De fato, há anos o país – com conveniência dos governos – é cenário de intensa exploração mineira, sobretudo das empresas canadenses. “Eles ficam ricos e nós somos expulsos de nossas terras. Não queremos riqueza. Queremos o que é nosso por direito”, completou.
Andando mais à frente, uma bandeira verde construída com muitas mãos, com pelo menos 20 metros de cumprimento ocupava a rua. “Conga no va”. Outro projeto mineiro que há tempos ameaça Cajamarca e outras províncias próximas, explorando ouro e cobre. Orçado em bilhões de dólares, o projeto da empresa Yanacocha se encontra atualmente parado por conta da série de conflitos que já ocorreram e trâmites legais que ainda não foram resolvidos.“Queremos água, não o ouro”, dizia o cartaz, alimentando o principal argumento dos moradores de que a instalação do projeto Conga vai comprometer totalmente os recursos hídricos de toda a região.
Em plena Cúpula dos Povos frente às tomadas de decisões sobre questões climáticas, Bagua não poderia estar de fora. Em 2009, protestos motivados por uma série de decretos que deslegistimavam por completo as comunidades da região sobretudo aos bens naturais, um conflito entre indígenas e forças policiais do estado peruano deixou, pelo menos, 30 mortos. Os decretos favoreciam claramente as empresas interessadas em explorar jazidas de petróleo, devastar florestas, interferir na questão da água, ou seja, um exemplo notório de exploração de recursos naturais em detrimento da vida, como sempre, sem nenhuma consulta prévia. Pelo Peru, o Convênio 169 da OIT ainda está longe de sair do plano teórico. Cinco anos depois, os povos indígenas estavam lá para dizer que “Bagua no se olvida” e que não se dará um passo atrás.
As mulheres. Impossível pensar na luta em defesa da natureza, dos bens comuns e dos territórios sem enfatizar o papel da mulher indígena, com toda a carga de ancestralidade, com todas as cores de suas roupas e força em cada traço de seus rostos. A figura personificada do compromisso com a Mãe Terra. Estavam lá em várias organizações, de diferentes frentes de atuação, vindas de regiões variadas, mas unidas numa marcha que, acima de tudo, reclamava pela igualdade, respeito e soberania dos e para os povos sem distinção de raça, gênero ou classe. Marcelina Huaman, lutadora do distrito de Cañaris, disse que esses momentos as fortalecem, mas não se pode deixar de esquecer que a luta se reconhece desde as comunidades. “É bom porque muita gente não sabe o que passamos no Peru, o quanto somos povos lutadores. A gente luta, vai continuar lutando. Lutando e marchando”, falou.

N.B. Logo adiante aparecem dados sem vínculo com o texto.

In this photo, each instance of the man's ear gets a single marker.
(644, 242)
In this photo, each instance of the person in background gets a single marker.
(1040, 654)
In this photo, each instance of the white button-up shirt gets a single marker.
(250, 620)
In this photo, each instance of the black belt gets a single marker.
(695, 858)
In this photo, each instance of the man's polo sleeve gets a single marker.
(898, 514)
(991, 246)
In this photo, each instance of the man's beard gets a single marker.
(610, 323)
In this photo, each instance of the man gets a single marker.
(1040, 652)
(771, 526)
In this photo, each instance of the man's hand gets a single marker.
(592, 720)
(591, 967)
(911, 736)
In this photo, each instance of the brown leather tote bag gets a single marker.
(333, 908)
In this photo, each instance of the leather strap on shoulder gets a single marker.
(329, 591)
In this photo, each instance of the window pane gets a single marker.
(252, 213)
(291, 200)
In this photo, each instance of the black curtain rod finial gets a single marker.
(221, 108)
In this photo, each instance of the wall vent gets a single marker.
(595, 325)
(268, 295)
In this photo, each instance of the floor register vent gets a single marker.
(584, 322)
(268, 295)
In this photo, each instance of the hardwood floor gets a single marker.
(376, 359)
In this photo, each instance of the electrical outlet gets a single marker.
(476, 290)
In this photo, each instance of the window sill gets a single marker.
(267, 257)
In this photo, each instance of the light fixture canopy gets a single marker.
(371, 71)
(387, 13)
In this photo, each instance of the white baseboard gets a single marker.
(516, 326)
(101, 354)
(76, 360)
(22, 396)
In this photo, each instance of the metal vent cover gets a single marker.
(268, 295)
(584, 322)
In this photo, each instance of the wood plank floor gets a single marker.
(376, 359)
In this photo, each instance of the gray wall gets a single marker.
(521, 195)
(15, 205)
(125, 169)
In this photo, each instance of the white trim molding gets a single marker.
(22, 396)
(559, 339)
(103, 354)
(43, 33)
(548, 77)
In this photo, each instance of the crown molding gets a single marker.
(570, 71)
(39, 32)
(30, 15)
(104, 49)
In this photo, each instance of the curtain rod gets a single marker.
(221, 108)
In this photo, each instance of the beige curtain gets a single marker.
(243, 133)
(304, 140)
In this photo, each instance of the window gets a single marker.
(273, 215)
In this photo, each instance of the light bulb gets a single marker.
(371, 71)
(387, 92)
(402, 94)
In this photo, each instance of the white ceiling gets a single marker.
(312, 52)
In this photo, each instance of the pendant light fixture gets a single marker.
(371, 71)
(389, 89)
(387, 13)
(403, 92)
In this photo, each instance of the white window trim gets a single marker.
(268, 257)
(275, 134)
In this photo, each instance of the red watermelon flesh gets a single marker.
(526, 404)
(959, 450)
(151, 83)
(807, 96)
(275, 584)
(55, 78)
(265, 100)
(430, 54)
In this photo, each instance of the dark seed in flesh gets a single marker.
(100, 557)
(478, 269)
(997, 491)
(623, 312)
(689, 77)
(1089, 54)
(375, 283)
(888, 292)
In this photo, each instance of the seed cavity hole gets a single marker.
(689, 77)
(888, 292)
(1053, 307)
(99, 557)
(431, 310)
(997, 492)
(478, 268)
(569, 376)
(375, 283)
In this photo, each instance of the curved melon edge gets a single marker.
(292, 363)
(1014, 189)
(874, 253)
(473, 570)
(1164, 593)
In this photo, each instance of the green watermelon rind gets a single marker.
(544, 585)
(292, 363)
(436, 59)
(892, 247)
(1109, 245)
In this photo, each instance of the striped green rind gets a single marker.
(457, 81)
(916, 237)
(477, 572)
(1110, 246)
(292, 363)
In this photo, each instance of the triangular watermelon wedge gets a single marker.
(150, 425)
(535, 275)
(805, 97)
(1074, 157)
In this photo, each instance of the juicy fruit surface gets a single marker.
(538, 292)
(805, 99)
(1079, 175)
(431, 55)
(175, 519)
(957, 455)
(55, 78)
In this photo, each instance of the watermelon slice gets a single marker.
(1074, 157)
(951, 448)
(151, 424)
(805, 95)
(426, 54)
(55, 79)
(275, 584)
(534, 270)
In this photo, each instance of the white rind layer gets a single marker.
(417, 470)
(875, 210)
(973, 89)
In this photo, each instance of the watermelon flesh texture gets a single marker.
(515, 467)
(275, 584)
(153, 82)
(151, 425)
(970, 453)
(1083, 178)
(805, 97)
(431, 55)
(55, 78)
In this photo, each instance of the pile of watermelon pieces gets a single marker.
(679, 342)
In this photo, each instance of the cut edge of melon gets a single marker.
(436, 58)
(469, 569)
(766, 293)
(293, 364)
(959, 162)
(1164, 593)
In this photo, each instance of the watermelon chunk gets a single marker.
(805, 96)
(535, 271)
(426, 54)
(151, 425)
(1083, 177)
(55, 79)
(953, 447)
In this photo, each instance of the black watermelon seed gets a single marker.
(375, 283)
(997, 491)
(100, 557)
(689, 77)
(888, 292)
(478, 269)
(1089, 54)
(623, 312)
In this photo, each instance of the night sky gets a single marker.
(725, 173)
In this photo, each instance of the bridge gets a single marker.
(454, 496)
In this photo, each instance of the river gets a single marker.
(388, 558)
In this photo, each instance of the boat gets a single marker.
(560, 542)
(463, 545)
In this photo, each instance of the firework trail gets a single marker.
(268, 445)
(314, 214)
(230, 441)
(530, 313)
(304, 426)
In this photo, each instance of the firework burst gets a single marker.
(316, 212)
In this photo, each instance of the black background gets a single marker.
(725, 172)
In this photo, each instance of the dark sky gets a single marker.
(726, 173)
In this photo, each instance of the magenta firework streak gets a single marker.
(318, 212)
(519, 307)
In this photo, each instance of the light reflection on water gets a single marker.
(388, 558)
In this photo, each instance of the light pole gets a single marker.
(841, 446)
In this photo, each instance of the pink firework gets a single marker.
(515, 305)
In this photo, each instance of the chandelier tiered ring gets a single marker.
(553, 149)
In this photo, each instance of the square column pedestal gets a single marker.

Chegando à Praça San Martin, alheio ao palanque armado pela Cúpula dos Povos, um grupo indígena fazia um ritual de perdão, encontro e respeito, uma saudação à Pachamama, onde quem passava era convidado a participar. E a gente se uniu ao redor, tomando da bebida, reverenciando a natureza. Estado de gratidão. Um dos momentos mais fortes da marcha e mais significativos pela essência sem espetacularização.
Neste 10 de dezembro 2014 – Dia Internacional dos Direitos Humanos – o Peru foi a voz uníssona de todos os povos explorados da América Latina; dos e das excluídos/as, vítimas de um sistema covarde de dominação. Mas que, pelo contrário, não se vitimizam. Alçam voz, erguem armas, e dizem um sonoro não a este processo de recolonização.
Neste dia 10, as gentes se irmanaram junto ao Peru, pessoas vindas de todos os lugares do mundo, num bravo reclamo à dívida histórica com o povo latino-americano, da Ásia e África. E fica o lema da Cúpula, que os povos ancestrais há muito tempo já comungam: mudemos o sistema, não o clima!